In [17]:
import numpy as np
import matplotlib.pyplot as plt
import torch
import torchvision
import torchvision.transforms as transforms
from torchvision.datasets import CIFAR10
from torch.utils.data import random_split
from torch.utils.data.dataloader import DataLoader
import torch.nn as nn
import torch.optim as optim
import torch.nn.functional as F
import time

Making the given dataset compatible with the input of AlexNet model. 

In [18]:
transform_custom = transforms.Compose([
    transforms.Resize((227,227)),
    transforms.ToTensor(),
    transforms.Normalize(mean=[0.485, 0.456, 0.406], std=[0.229, 0.224, 0.225])
])

Loading the dataset

In [19]:
train_data = CIFAR10('data/', train=True, download=True, transform=transform_custom)
test_data = CIFAR10('data/', train=False, download=True, transform=transform_custom)

In [20]:
print(f"Train data size: {len(train_data)}")
print(f"Test data size: {len(test_data)}")

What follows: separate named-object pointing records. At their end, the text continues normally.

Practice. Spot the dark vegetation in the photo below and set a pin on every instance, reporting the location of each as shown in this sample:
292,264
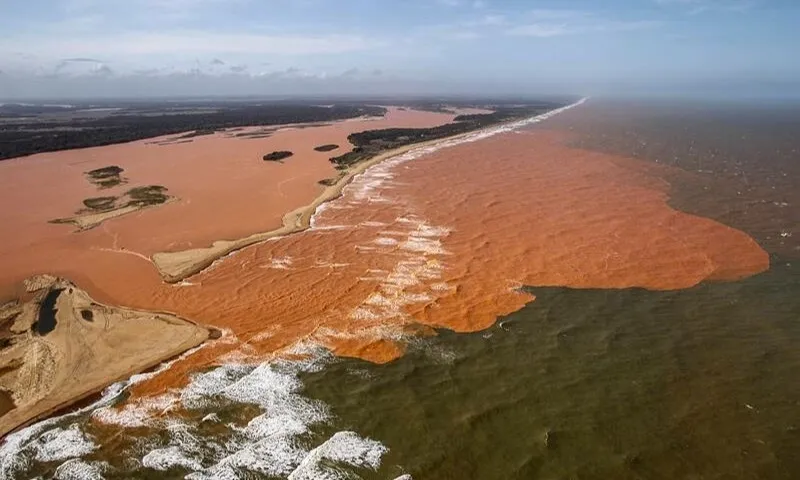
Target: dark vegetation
138,197
327,182
28,130
106,177
277,156
100,203
326,148
197,133
145,196
46,322
372,142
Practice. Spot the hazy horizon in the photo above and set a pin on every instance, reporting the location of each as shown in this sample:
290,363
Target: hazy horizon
87,49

Data is split into train and validation data.

In [21]:
torch.manual_seed(30)
validation_size = 15000 
train_size = len(train_data) - validation_size
train_data, validation_data = random_split(train_data, [train_size, validation_size])

In [22]:
train_dl = DataLoader(train_data, batch_size=64, shuffle=True)
validation_dl = DataLoader(validation_data, batch_size=64, shuffle=False)
test_dl = DataLoader(test_data, batch_size=64, shuffle=False)

# CNN

A medium deep network with 3 Conv and 2 FC layers. Appropriate functions are called for different activation functions.

In [23]:
class Custom_AlexNet(nn.Module):
    def __init__(self, activation_fn):
        super(Custom_AlexNet, self).__init__()
        self.activation_fn = activation_fn
        
        self.conv1 = nn.Conv2d(in_channels=3, out_channels= 96, kernel_size= 11, stride=4, padding=0 )
        self.maxpool = nn.MaxPool2d(kernel_size=3, stride=2)
        self.conv2 = nn.Conv2d(in_channels=96, out_channels=384, kernel_size=5, stride= 1, padding= 2)
        self.conv3 = nn.Conv2d(in_channels=384, out_channels=256, kernel_size=3, stride=1, padding=1)
        self.fc1  = nn.Linear(in_features= 9216, out_features= 4096)
        self.fc2  = nn.Linear(in_features= 4096, out_features= 10)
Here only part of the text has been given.